Therein lies the problem in my life. Things are always happening to me. Just when I feel like things are going well, something outside of myself and beyond my control happens to me and derails my happiness. Being a victim of circumstance is such a heavy cross to bear.

It’s time to call bullshit. Yes, sometimes in life I am a victim of circumstances, and sometimes bad things happen to good people. But for me, being a victim is a lot different than staying the victim. I don’t want to hear inspirational quotes when I’m pissed off because then I have to try to feel better. I don’t want to find meaning in the hard times because then I might have to take some responsibility for how I got there. I would certainly have to own my attitude and outlook if I chose to learn my lessons and grow as a person from the experience. All of that sounds exhausting. JUST LET ME LIVE IN MY MISERY.
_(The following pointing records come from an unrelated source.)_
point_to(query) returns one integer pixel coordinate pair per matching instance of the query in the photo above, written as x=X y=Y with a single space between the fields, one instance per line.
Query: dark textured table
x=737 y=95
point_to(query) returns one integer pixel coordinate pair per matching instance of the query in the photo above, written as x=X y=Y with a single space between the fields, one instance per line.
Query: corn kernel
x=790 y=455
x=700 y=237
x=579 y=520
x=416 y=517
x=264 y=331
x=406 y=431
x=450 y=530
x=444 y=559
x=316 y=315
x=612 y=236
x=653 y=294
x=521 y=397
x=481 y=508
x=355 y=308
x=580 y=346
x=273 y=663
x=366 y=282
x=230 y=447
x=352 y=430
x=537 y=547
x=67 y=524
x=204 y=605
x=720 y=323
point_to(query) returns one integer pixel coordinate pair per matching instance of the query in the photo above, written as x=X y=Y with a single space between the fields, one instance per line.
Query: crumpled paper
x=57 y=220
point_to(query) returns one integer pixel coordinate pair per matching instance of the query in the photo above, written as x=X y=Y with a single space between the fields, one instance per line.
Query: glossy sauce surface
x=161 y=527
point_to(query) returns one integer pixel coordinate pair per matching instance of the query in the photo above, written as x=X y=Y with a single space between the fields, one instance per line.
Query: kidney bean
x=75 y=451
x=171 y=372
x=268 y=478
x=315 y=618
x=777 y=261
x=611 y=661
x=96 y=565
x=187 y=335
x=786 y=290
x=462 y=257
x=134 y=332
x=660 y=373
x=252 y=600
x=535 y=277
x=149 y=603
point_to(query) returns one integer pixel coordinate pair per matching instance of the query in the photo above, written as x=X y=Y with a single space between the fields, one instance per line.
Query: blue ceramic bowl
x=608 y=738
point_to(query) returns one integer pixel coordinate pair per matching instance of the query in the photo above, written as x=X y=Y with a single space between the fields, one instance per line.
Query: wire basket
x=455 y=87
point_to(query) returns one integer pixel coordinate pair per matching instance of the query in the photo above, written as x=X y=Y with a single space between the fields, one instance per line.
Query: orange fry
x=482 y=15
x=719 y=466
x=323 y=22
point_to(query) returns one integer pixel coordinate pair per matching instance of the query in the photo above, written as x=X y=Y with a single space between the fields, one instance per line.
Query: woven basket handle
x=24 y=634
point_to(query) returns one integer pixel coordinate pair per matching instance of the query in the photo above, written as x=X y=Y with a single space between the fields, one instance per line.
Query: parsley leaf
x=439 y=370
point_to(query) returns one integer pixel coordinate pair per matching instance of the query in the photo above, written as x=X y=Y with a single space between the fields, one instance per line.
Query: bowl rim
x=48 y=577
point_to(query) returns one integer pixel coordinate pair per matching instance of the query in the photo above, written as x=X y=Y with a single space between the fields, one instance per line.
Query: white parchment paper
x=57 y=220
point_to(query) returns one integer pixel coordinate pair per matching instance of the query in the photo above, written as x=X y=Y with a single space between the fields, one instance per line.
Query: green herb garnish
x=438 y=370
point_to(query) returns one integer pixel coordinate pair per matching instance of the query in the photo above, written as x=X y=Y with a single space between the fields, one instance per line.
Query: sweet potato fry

Back in 2014, the night before New Year’s Eve, Jeanette called me up to chat. I had just been evicted from my beautiful yoga studio and forced to relocate it to a much smaller, hardly upscale location. I had just filed bankruptcy and could not possibly be feeling any sorrier for myself. She asked me what I was doing for New Year’s. I told her that I was going to open a bottle of wine (of course) and stay in and watch a movie. This time, she didn’t throw out an inspirational quote in an attempt to lift me up. She yelled into the phone, “OMG stop being a fucking martyr!”

That was it. That’s what I needed to hear. After I hung up, I thought about what she said. I texted three of my single friends and asked what everyone was doing the next night. Turns out we all had plans to stay in, so instead we got dressed up and went out, and we had an absolute blast together.
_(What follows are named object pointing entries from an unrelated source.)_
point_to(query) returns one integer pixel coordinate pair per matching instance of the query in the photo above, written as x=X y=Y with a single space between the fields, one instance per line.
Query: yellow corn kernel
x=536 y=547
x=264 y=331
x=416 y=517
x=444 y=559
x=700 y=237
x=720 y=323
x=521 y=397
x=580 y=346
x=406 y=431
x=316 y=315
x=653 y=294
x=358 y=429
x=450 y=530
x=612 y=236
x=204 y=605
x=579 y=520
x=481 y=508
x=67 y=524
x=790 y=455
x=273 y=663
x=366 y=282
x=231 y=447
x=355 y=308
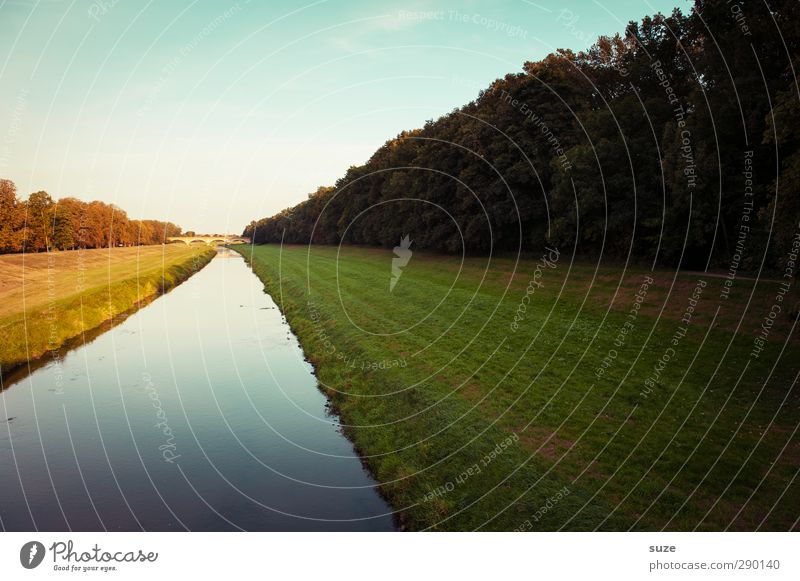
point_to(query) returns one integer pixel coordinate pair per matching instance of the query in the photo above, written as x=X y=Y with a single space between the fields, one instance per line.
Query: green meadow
x=548 y=392
x=50 y=298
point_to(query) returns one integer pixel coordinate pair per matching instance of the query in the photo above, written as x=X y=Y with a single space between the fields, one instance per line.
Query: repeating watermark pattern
x=490 y=24
x=670 y=353
x=402 y=254
x=100 y=8
x=738 y=15
x=14 y=126
x=550 y=503
x=687 y=153
x=168 y=449
x=168 y=70
x=539 y=123
x=473 y=469
x=777 y=305
x=329 y=347
x=548 y=260
x=626 y=329
x=744 y=227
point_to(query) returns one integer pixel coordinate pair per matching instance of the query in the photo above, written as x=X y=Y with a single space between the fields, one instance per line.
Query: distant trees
x=41 y=223
x=662 y=143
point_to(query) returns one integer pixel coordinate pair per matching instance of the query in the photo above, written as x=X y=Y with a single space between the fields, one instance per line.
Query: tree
x=10 y=218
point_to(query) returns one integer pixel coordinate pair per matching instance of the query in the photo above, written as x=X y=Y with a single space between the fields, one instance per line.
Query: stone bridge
x=210 y=240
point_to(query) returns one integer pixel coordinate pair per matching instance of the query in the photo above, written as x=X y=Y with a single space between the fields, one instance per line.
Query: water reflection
x=197 y=412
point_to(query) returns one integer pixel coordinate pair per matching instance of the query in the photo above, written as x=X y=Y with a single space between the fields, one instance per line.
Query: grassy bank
x=46 y=299
x=507 y=396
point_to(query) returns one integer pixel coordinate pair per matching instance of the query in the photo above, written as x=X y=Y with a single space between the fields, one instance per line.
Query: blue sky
x=211 y=113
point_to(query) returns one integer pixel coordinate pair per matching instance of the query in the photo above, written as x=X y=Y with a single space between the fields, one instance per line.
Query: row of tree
x=677 y=142
x=40 y=223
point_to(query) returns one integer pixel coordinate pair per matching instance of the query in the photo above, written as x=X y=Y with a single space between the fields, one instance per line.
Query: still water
x=198 y=412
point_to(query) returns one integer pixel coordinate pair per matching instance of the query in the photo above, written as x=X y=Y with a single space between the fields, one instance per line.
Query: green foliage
x=29 y=335
x=635 y=147
x=424 y=406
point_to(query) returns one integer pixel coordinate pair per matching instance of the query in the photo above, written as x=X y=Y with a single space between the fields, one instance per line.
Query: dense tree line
x=40 y=223
x=676 y=142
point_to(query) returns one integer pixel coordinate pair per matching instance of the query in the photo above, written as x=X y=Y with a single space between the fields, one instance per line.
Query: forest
x=43 y=224
x=675 y=143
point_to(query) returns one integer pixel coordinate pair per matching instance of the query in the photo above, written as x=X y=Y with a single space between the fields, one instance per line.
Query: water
x=198 y=412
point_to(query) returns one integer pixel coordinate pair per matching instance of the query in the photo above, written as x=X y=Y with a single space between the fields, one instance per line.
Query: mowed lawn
x=565 y=417
x=49 y=298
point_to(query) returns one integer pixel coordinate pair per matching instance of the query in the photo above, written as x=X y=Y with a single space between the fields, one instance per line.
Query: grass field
x=47 y=299
x=494 y=395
Jeanette and I still laugh sometimes about how that could have gone the other way. I could have been hurt or angry at her and taken it as a lack of empathy for everything that “happened” to me. The thing is, she pulled me out of my misery that day. Even now, Jeanette is the voice of reason in my head. She’s the inspirational quote that pulls me out of the depths of self-pity.
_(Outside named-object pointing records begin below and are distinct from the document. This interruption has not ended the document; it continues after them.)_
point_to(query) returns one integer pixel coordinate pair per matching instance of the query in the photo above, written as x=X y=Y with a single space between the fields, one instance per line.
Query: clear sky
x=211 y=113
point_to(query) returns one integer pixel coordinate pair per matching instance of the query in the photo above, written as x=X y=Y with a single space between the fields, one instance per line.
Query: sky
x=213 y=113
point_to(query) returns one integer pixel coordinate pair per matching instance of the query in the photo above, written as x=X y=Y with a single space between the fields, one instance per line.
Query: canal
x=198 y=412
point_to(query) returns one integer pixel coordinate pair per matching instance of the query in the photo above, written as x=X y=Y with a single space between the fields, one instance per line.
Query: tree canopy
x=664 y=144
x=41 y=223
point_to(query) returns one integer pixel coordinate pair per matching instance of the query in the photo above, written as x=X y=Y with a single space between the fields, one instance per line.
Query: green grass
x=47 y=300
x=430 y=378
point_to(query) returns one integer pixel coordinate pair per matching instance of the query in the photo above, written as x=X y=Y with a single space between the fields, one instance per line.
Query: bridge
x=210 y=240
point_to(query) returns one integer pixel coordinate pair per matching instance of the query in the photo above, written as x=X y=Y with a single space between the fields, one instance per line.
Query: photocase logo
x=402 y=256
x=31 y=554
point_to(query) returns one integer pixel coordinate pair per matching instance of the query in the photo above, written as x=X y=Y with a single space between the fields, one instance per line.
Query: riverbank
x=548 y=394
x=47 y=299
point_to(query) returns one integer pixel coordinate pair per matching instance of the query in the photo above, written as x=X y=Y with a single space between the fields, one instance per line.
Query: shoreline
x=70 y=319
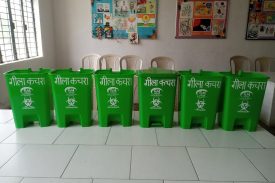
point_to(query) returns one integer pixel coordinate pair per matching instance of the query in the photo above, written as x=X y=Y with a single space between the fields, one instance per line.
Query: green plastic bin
x=29 y=96
x=114 y=92
x=157 y=90
x=72 y=94
x=199 y=99
x=243 y=98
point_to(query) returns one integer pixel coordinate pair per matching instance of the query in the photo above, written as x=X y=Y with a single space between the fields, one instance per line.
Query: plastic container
x=114 y=92
x=157 y=90
x=199 y=98
x=72 y=94
x=29 y=93
x=243 y=100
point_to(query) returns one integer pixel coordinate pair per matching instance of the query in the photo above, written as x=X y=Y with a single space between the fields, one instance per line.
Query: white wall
x=48 y=59
x=73 y=38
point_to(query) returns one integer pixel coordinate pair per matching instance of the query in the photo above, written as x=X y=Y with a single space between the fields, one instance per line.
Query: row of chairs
x=262 y=64
x=115 y=62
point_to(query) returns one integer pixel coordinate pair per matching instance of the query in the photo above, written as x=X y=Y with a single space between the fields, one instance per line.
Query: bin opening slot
x=156 y=121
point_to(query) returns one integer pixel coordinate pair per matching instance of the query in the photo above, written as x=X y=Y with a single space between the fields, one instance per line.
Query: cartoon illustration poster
x=261 y=20
x=119 y=19
x=201 y=18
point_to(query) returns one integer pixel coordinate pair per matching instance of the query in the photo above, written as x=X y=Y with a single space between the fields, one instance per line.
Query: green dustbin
x=72 y=94
x=114 y=92
x=243 y=98
x=199 y=98
x=157 y=90
x=29 y=96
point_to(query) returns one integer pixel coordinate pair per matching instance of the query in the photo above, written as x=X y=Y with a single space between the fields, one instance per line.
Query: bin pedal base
x=67 y=120
x=114 y=119
x=204 y=122
x=246 y=124
x=27 y=120
x=156 y=121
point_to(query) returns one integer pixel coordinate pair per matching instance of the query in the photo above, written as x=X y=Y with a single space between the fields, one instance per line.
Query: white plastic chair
x=91 y=61
x=110 y=61
x=131 y=62
x=238 y=63
x=163 y=63
x=265 y=64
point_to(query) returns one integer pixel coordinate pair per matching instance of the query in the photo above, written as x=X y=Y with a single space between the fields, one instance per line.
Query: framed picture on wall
x=201 y=19
x=261 y=20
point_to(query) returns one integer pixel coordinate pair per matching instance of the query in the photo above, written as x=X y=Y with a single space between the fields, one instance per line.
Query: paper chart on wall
x=122 y=17
x=201 y=18
x=261 y=20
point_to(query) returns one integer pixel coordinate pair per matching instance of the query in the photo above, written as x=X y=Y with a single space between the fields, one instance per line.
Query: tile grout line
x=205 y=138
x=69 y=161
x=1 y=142
x=131 y=162
x=13 y=156
x=256 y=140
x=192 y=163
x=58 y=136
x=157 y=137
x=108 y=136
x=253 y=164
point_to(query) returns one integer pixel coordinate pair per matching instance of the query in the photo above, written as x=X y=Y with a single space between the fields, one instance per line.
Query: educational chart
x=124 y=19
x=261 y=20
x=201 y=18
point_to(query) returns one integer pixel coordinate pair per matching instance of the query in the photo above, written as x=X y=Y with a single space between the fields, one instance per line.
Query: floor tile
x=264 y=160
x=235 y=139
x=265 y=138
x=170 y=163
x=7 y=151
x=181 y=137
x=55 y=180
x=126 y=181
x=5 y=115
x=39 y=161
x=220 y=164
x=34 y=135
x=134 y=135
x=194 y=182
x=100 y=162
x=6 y=130
x=10 y=179
x=89 y=135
The self-help market is a $10 billion dollar industry for a reason. We all want to feel better, do better, be better and sometimes we need help to get there. And that’s ok. When the weight of the world feels unbearable, we all need to find something to remind us that the light really is at the end of the tunnel. The beauty of humanity is that we’re not all the same. So, while #inspiration might induce a Hulk-style fury, figure out what works for you. Find your Jeanette and use that swift kick in the ass to stop being a fucking martyr.